The second area of interest for American Express is new technology that can improve some of the company’s core capabilities, he said.
“We're very big in security, fraud detection and customer acquisition in terms of are there new platforms available to help us drive acquisition efficiency,” Mr Chadwick said.
“The third piece is: insights that we can help provide retailers to help them fuel growth. Would that allow them to identify new locations, new flight routes – what is it from a dataset to provide more value to those partners?” he said.
Concurrently with the Palo Alto-based venture capital fund, Mr Chadwick was running an innovation lab within American Express throughout 2011.
“The whole ethos was to go a little bit ‘off the grid’ to come up with a number of different concepts,” he said.
“It wasn't about trying to create products which were going to be sustainable, but it was about individual use cases – is there a nub of an idea that might work here?” Mr Chadwick said.
American Express also created a culture within the organisation where it was OK to fail, he said.
“I felt back in 2011 we were one of the first organisations to cultivate that.
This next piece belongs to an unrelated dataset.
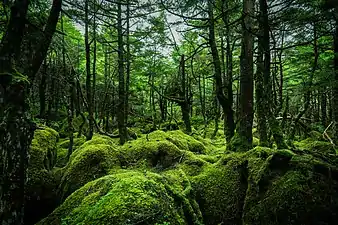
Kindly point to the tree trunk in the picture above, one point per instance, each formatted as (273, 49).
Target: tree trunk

And it was very different from the top-down approach – giving us permission to go and do that, and then invest the resources to facilitate that. A lot more organisations are starting to do that now,” Mr Chadwick said.
American Express is one of the founding partners of Stone & Chalk.
“This centre of gravity that [Stone & Chalk CEO] Alex [Scandurra] is trying to create – it's going to be something through which I'm going to be able to see lots of different talented organisations and people, and to strike a partnership on a go-forward basis,” Mr Chadwick said.
“Who knows what will come out of some of these innovative start-ups coming out of Stone & Chalk – I'm excited to see what that might be.
“But I like the fact that there is this place now that is dedicated to fintech,” he said.